Lentivirus-mediated overexpression of HSDL2 suppresses cell proliferation and induces apoptosis in cholangiocarcinoma.

Background: Cholangiocarcinoma (CCA) is a malignant tumor of the bile duct epithelium, including intrahepatic, perihilar, and distal CCA based on anatomical location. Hydroxysteroid dehydrogenase-like 2 (HSDL2) belongs to the SDR subfamily of oxidoreductases, and it is involved in glioma oncogenesis, as it can promote cell proliferation and inhibit cell apoptosis. The purpose of this study was to explore the underlying molecular mechanisms of HSDL2 in the process of CCA.

Methods: HSDL2 expression levels were observed in CCA and adjacent (normal control) tissues by analyzing data from The Cancer Genome Atlas and Gene Expression Omnibus databases. A receiver operating characteristic curve analysis was carried out. In vitro, we overexpressed HSDL2 in RBE cells (a human CCA cell line) using a stable lentivirus-mediated transduction strategy. We then used quantitative real-time-PCR and Western blotting methods to detect the efficiency of HSDL2 overexpression. Cell proliferation was assessed using a Celigo Image Cytometer, MTT assays, and the expression of PCNA. Cell apoptosis was assessed by flow cytometry analysis, caspase3/7 activity, and the expression of the apoptotic markers BCL-2 and BAX.

Results: We observed a downregulation of HSDL2 in CCA tissues based on The Cancer Genome Atlas and Gene Expression Omnibus data analysis.
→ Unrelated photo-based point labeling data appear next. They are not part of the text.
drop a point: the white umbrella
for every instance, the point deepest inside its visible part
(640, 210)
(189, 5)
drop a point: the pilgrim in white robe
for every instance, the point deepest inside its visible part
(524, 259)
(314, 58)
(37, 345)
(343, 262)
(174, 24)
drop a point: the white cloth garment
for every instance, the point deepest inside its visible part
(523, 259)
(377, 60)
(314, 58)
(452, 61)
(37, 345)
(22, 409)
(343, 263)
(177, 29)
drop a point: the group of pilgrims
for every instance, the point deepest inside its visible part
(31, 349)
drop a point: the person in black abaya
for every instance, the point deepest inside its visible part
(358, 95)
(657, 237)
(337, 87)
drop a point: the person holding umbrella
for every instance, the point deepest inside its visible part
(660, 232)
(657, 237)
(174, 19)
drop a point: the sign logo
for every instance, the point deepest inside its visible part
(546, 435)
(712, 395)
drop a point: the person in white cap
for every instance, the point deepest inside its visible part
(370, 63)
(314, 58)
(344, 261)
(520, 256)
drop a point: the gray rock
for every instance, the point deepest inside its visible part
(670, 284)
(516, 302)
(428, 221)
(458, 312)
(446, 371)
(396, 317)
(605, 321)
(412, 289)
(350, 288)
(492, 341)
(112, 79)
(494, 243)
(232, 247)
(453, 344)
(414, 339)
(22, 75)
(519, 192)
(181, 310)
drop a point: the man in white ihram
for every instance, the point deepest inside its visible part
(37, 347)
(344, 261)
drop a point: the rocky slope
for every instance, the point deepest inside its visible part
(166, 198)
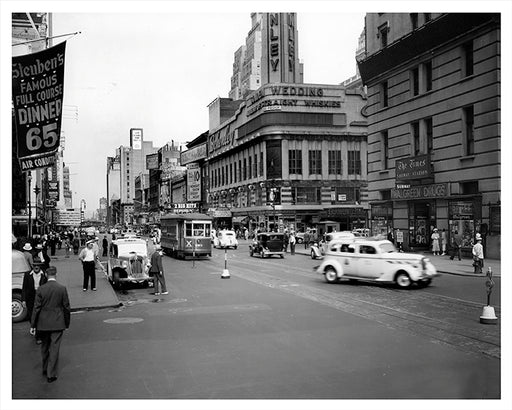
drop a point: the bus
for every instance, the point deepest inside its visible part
(186, 235)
The receiver operating characteristic curve analysis showed that HSDL2 could be an excellent efficacy biomarker for CCA. In vitro, HSDL2 overexpression largely suppressed the proliferation of RBE cells. In addition, apoptosis was induced by HSDL2 overexpression.

Conclusion: The results of the data analysis indicated that, compared with adjacent tissues, HSDL2 was downregulated in CCA tissues, and overexpressing HSDL2 in CCA cells suppressed growth and proliferation, which involved activating apoptosis. This helps to understand the underlying HSDL2-related molecular mechanisms in the process of CCA.